KITTI is a computer-vision benchmark for autonomous driving, released in 2012 by researchers at the Karlsruhe Institute of Technology and the Toyota Technological Institute at Chicago. The data was recorded from a car driving around Karlsruhe, on rural roads, and on highways, equipped with stereo color and grayscale cameras, a Velodyne laser scanner (lidar), and GPS for ground truth. The result was a set of real-world driving scenes with “up to 15 cars and 30 pedestrians” visible per image.
What made KITTI matter was that it offered standardized tasks with public leaderboards for the problems self-driving cars actually face: stereo depth, optical flow, visual odometry, and especially 3D object detection and tracking. Before KITTI, much vision research was tuned on staged or internet-image datasets; the creators set out to “reduce this bias and complement existing benchmarks by providing real-world benchmarks.” For most of the 2010s, reporting a KITTI number was how a new perception method proved it was competitive.
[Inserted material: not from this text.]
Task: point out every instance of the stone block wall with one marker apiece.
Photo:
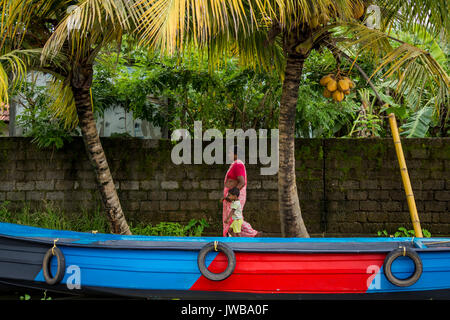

KITTI’s limitation, a few hours of data from one city in good weather, is also what motivated its successors. Later benchmarks like nuScenes and the Waymo Open Dataset deliberately added more cities, more weather, radar, and far more annotations.
For a general reader, KITTI is a good example of how shared benchmarks drive a field forward: by giving everyone the same hard test, it turned scattered claims into measurable progress and set the template that every later autonomous-driving dataset followed.